On Wed, Jun 5, 2019 at 2:32 PM Greg Grasmehr <greg.grasmehr at caltech.edu>
wrote:

> Just an update:
>
> I contacted Myricom support about this issue a while back and haven't
> heard anything in a while from them so I believe they are unable to
> duplicate it perhaps, as they generally fix kernel problems very quickly
> in my experience.
>
> Fortunately I will be swapping drives in an array and will need to take
> Zeek down, so I will experiment for a bit before bringing it back up and
> see if I can figure out what the issue is.
>
> This kind of experimentation is very difficult when you don't have a dev
> system to test on.  :P
>
> Greg
>
> On 05/15/19 15:04:40, Greg Grasmehr wrote:
> > tcpdump works perfectly with aggregation, no issues
> >
> > On 05/15/19 17:35:56, Justin Azoff wrote:
> > > That looks like a bug in the myricom Driver and not zeek.  Can you
> > > reproduce the same kernel issue using tcpdump?  You configure
> > > aggregation for that using SNF_FLAGS:
> > >
> > > SNF_FLAGS=0x2 (Port aggregation (or merging))

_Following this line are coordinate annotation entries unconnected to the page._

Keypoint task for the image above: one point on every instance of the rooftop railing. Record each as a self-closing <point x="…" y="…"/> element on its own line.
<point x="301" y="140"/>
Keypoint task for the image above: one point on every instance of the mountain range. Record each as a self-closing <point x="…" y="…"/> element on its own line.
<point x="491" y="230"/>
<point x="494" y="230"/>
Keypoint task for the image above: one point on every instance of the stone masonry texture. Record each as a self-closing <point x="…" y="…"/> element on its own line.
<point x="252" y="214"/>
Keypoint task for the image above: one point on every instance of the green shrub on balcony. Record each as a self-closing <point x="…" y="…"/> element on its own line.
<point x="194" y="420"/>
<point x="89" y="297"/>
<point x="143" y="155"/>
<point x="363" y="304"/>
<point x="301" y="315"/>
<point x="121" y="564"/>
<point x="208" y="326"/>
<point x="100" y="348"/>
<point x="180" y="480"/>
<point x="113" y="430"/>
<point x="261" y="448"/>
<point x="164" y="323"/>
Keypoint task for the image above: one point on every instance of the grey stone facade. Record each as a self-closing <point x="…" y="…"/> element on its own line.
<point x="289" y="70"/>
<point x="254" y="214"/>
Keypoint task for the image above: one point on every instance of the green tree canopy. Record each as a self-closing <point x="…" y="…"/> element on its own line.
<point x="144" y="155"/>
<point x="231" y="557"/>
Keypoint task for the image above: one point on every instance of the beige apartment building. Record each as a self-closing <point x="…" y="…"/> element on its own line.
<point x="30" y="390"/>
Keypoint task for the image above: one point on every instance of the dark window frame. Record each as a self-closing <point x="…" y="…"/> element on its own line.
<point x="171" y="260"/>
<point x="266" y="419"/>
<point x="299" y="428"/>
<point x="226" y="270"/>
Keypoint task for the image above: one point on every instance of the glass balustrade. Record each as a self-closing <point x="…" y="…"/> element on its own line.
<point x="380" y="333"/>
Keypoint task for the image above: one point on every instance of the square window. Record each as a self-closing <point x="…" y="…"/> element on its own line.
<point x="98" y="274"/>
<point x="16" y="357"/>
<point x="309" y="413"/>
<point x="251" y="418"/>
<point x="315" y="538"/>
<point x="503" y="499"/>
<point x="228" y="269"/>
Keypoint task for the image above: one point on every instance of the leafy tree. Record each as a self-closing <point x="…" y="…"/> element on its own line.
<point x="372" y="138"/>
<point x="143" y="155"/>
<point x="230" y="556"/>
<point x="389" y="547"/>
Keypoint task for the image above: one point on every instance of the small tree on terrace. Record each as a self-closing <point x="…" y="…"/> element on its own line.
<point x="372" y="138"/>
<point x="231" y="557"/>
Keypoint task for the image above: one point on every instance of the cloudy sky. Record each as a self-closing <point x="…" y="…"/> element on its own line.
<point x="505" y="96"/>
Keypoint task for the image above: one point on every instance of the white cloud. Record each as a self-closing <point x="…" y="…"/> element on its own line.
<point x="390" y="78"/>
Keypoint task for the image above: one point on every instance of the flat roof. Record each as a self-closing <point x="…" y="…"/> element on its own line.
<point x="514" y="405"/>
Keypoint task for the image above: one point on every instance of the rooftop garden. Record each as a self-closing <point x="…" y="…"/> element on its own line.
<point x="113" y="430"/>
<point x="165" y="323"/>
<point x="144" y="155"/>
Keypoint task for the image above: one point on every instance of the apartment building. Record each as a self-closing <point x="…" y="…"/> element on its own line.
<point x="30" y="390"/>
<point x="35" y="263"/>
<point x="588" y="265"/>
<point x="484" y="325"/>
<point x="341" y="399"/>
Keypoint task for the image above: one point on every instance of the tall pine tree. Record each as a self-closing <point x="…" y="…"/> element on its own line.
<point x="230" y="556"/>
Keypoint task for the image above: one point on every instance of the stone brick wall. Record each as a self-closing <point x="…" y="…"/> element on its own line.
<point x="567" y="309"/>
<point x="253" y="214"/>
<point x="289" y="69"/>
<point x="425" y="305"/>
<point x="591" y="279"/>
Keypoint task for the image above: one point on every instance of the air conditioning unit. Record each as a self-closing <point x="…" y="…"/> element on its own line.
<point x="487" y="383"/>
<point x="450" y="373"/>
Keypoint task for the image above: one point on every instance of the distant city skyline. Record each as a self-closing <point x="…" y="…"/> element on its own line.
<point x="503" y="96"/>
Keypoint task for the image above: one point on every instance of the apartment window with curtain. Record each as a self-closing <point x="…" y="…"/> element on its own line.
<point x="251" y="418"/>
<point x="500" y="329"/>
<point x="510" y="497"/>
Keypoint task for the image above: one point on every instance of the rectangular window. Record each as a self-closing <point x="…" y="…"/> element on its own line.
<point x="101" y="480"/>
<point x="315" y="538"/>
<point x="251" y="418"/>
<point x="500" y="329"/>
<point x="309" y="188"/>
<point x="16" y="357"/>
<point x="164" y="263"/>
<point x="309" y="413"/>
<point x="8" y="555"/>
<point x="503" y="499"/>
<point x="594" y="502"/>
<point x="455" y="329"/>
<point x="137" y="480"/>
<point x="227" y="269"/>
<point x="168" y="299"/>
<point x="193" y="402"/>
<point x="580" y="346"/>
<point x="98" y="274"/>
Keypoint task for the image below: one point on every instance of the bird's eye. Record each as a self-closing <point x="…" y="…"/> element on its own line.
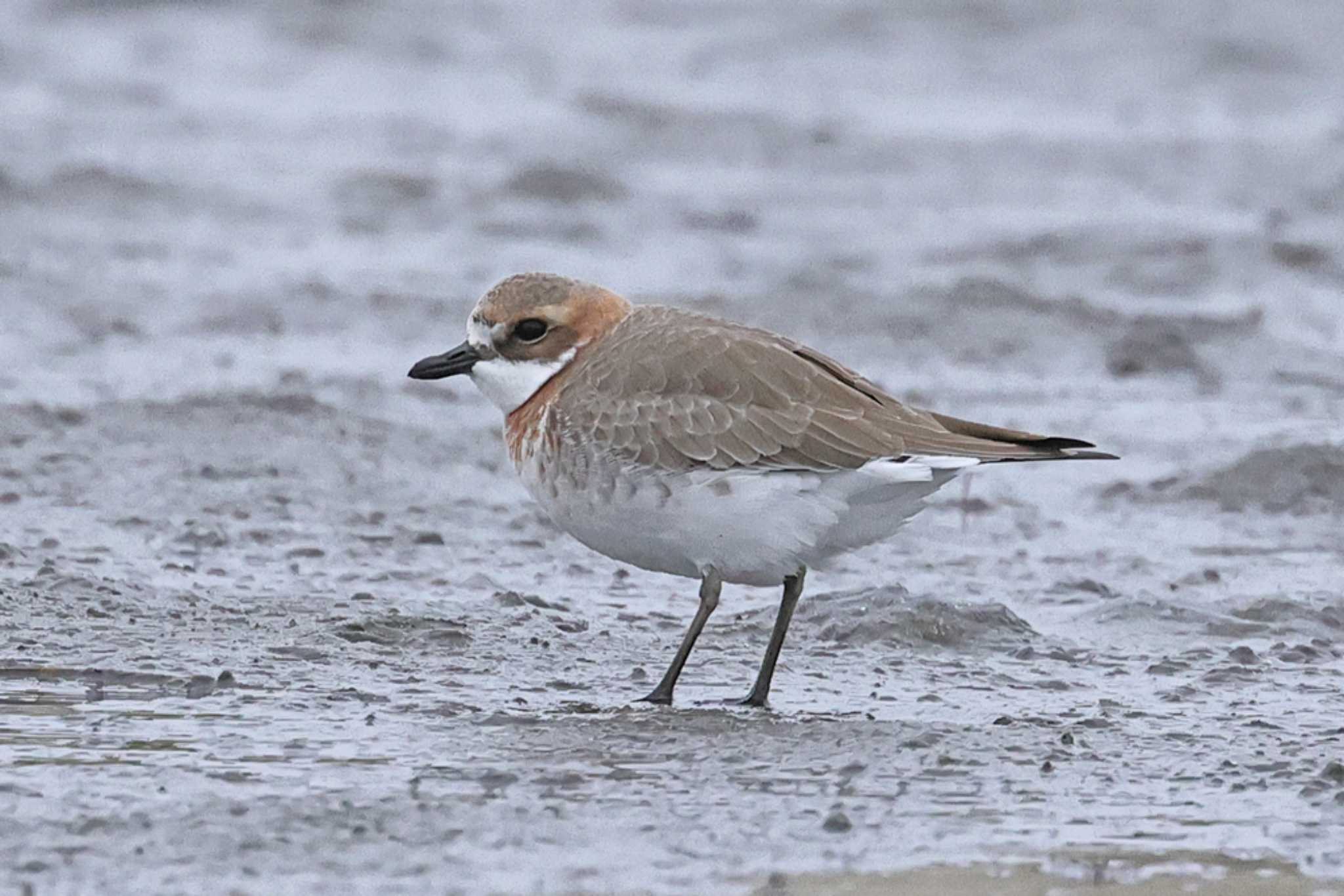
<point x="530" y="331"/>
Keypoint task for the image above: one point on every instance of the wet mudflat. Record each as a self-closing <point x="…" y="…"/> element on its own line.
<point x="276" y="620"/>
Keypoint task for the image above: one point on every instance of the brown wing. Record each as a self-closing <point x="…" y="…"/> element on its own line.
<point x="723" y="396"/>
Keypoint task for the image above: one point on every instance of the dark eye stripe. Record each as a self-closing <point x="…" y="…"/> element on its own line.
<point x="530" y="329"/>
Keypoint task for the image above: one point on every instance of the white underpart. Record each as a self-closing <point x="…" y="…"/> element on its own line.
<point x="753" y="525"/>
<point x="510" y="383"/>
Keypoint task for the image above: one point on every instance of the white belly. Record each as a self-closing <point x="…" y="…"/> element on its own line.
<point x="751" y="527"/>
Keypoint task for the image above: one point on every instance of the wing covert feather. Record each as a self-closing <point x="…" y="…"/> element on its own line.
<point x="724" y="396"/>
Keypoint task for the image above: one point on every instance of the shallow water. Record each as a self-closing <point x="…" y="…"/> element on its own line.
<point x="276" y="620"/>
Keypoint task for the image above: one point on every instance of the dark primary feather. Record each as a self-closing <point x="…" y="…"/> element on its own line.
<point x="722" y="396"/>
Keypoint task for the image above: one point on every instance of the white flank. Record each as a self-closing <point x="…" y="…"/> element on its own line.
<point x="510" y="383"/>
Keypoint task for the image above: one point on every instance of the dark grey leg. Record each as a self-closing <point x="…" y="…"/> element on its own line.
<point x="792" y="592"/>
<point x="710" y="587"/>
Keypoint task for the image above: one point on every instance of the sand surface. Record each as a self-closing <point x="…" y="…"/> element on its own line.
<point x="276" y="620"/>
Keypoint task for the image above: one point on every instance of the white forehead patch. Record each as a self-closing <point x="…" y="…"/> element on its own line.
<point x="483" y="336"/>
<point x="510" y="383"/>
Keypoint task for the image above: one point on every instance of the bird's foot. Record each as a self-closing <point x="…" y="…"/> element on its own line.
<point x="756" y="702"/>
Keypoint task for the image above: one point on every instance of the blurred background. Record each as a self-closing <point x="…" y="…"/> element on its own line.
<point x="255" y="580"/>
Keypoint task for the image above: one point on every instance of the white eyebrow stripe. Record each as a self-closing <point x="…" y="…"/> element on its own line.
<point x="480" y="335"/>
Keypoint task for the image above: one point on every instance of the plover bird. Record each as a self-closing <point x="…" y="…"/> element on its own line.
<point x="688" y="445"/>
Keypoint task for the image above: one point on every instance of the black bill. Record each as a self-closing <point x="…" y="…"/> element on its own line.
<point x="456" y="360"/>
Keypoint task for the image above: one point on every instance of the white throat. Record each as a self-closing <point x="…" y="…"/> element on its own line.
<point x="510" y="383"/>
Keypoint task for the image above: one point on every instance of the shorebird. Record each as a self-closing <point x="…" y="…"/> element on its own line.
<point x="688" y="445"/>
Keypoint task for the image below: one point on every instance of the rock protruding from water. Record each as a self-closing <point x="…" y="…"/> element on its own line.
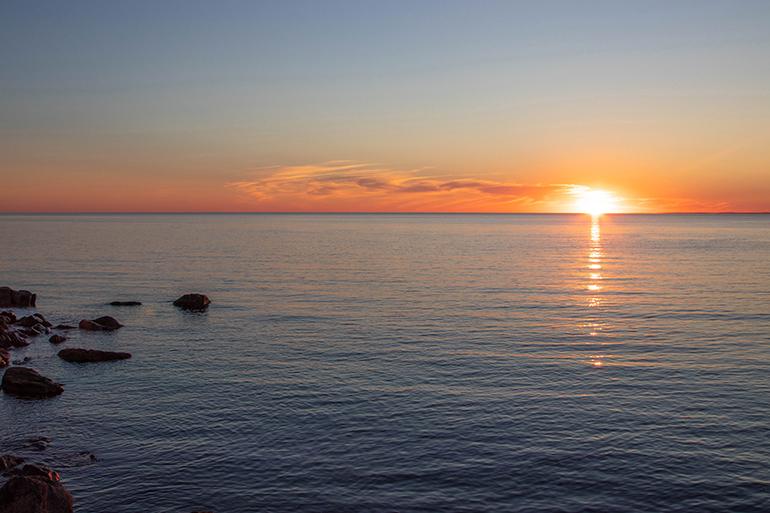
<point x="9" y="461"/>
<point x="26" y="382"/>
<point x="90" y="355"/>
<point x="105" y="323"/>
<point x="10" y="298"/>
<point x="193" y="302"/>
<point x="35" y="490"/>
<point x="57" y="339"/>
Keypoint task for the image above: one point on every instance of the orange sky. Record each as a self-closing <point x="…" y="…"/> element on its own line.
<point x="398" y="107"/>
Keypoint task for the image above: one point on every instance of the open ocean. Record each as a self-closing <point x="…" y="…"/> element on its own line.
<point x="401" y="363"/>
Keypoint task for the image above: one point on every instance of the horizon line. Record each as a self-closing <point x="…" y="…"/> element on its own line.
<point x="303" y="212"/>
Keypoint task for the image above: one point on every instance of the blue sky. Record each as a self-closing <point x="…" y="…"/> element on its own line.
<point x="201" y="95"/>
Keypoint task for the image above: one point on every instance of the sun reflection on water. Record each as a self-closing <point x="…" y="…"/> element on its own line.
<point x="594" y="286"/>
<point x="595" y="259"/>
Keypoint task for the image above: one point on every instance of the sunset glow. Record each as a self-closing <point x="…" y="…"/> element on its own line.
<point x="367" y="107"/>
<point x="596" y="202"/>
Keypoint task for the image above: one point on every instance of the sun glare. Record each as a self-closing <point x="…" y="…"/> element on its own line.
<point x="595" y="202"/>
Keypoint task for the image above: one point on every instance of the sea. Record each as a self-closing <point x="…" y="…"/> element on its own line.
<point x="400" y="362"/>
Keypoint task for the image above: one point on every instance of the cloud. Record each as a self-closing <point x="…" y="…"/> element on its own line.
<point x="348" y="185"/>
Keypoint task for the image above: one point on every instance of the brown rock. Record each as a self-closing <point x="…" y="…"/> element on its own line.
<point x="57" y="339"/>
<point x="105" y="323"/>
<point x="34" y="494"/>
<point x="90" y="355"/>
<point x="18" y="299"/>
<point x="9" y="461"/>
<point x="26" y="382"/>
<point x="193" y="302"/>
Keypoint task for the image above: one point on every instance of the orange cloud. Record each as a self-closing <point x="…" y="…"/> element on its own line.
<point x="354" y="186"/>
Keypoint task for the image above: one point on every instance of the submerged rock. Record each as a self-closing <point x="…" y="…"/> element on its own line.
<point x="10" y="298"/>
<point x="105" y="323"/>
<point x="90" y="355"/>
<point x="35" y="490"/>
<point x="12" y="339"/>
<point x="193" y="302"/>
<point x="9" y="461"/>
<point x="57" y="339"/>
<point x="26" y="382"/>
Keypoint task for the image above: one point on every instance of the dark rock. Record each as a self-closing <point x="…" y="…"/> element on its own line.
<point x="39" y="443"/>
<point x="34" y="494"/>
<point x="36" y="471"/>
<point x="105" y="323"/>
<point x="193" y="302"/>
<point x="17" y="340"/>
<point x="9" y="461"/>
<point x="26" y="382"/>
<point x="90" y="355"/>
<point x="109" y="322"/>
<point x="19" y="299"/>
<point x="37" y="329"/>
<point x="28" y="321"/>
<point x="10" y="339"/>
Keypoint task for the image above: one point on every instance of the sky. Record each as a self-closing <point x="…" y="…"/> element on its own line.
<point x="387" y="106"/>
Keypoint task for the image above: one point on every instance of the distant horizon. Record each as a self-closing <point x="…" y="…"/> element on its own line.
<point x="551" y="106"/>
<point x="386" y="213"/>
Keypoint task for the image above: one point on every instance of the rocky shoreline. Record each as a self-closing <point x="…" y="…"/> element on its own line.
<point x="35" y="488"/>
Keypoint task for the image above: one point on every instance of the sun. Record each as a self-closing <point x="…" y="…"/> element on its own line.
<point x="595" y="202"/>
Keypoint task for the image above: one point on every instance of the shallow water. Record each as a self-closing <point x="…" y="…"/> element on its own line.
<point x="531" y="363"/>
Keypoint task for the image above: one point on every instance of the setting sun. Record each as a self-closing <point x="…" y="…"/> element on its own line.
<point x="595" y="202"/>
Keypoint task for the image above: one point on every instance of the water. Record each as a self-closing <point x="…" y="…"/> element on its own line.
<point x="410" y="363"/>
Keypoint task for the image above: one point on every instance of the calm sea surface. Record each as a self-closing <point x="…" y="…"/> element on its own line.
<point x="402" y="363"/>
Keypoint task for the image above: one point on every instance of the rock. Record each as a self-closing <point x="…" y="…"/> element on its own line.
<point x="28" y="321"/>
<point x="57" y="339"/>
<point x="9" y="461"/>
<point x="105" y="323"/>
<point x="35" y="471"/>
<point x="26" y="382"/>
<point x="90" y="355"/>
<point x="10" y="339"/>
<point x="34" y="494"/>
<point x="17" y="340"/>
<point x="18" y="299"/>
<point x="109" y="322"/>
<point x="193" y="302"/>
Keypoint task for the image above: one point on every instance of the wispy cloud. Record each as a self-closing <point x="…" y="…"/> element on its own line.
<point x="345" y="185"/>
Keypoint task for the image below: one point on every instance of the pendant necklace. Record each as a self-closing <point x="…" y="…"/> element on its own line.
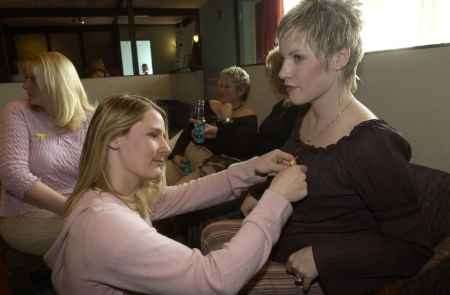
<point x="330" y="124"/>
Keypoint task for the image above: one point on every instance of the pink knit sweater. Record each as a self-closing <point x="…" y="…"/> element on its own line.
<point x="32" y="148"/>
<point x="106" y="248"/>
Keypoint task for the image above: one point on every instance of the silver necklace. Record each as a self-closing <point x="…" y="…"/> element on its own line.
<point x="329" y="124"/>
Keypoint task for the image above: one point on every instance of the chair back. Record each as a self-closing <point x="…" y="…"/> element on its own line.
<point x="433" y="187"/>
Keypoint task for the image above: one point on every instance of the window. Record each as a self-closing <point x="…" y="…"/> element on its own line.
<point x="144" y="52"/>
<point x="390" y="24"/>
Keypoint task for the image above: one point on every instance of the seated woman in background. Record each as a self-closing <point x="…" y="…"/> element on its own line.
<point x="277" y="127"/>
<point x="230" y="129"/>
<point x="40" y="145"/>
<point x="108" y="244"/>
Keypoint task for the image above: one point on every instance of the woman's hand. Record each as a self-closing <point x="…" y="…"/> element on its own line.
<point x="248" y="204"/>
<point x="302" y="265"/>
<point x="178" y="160"/>
<point x="291" y="183"/>
<point x="273" y="162"/>
<point x="211" y="131"/>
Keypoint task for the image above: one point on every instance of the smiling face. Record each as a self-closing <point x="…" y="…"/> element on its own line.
<point x="227" y="90"/>
<point x="143" y="150"/>
<point x="306" y="76"/>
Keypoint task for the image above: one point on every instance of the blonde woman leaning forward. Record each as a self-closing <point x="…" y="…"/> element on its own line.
<point x="108" y="244"/>
<point x="40" y="145"/>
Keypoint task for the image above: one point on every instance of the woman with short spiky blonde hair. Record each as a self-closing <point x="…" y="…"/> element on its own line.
<point x="40" y="144"/>
<point x="361" y="227"/>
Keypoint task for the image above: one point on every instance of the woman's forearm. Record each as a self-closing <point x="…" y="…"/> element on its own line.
<point x="45" y="197"/>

> > > Flag 0x2 says that the port number that is passed to an application is
> actually
> > > a mask of port, not just one port.
> > > For example, when using tcpdump:
> > > export SNF_FLAGS=0x2
> > > env SNF_FLAGS=0x2 /path/to/tcpdump -i snf3
> > >
> > > Without SNF_FLAGS=0x2, you would actually try to open snf port 3 (which
> > > may not exist if you only have one adapter.)
> > >
> > >
> > > It's possible that you don't need to use aggregation in the first
> > > place,  That is generally only needed if you are connecting a fiber
> > > tap directly into a card.  If flows are being load balanced across
> > > multiple ports you can just run two different sets of workers, one for
> > > each port
> > >
> > > On Wed, May 15, 2019 at 2:17 PM Greg Grasmehr <
> greg.grasmehr at caltech.edu> wrote:
> > > >
> > > > Hello,
> > > >
> > > > Hoping someone has some insight into whatever I am doing wrong as
> try as
> > > > I might, I can't seem to get the Myricom plugin working if
> configured to
> > > > aggregate port data.  Zeek starts and then crashes in every case,
> > > > regardless of configuration ie
> > > >
> > > > interface=myricom::3
> > > > interface=myricom::*
> > > >
> > > > and snf_aggregate = T
> > > >
> > > > Here is related dmesg output logged by kdump
> > > >
> > > > [67471.838822] BUG: unable to handle kernel paging request at
> 00007f0d8459607f
> > > > [67471.838863] IP: [<ffffffffc0bed569>] snf_eop_ioctl+0x609/0xc60
> [myri_snf]
> > > > [67471.838897] PGD 8000000a93bb9067 PUD 12d142c067 PMD 12d142d067
> PTE 8000001d54829025
> > > > [67471.838927] Oops: 0001 [#1] SMP
> > > > [67471.838942] Modules linked in: binfmt_misc macsec tcp_diag
> udp_diag inet_diag unix_diag af_packet_diag netlink_diag myri_snf(OE)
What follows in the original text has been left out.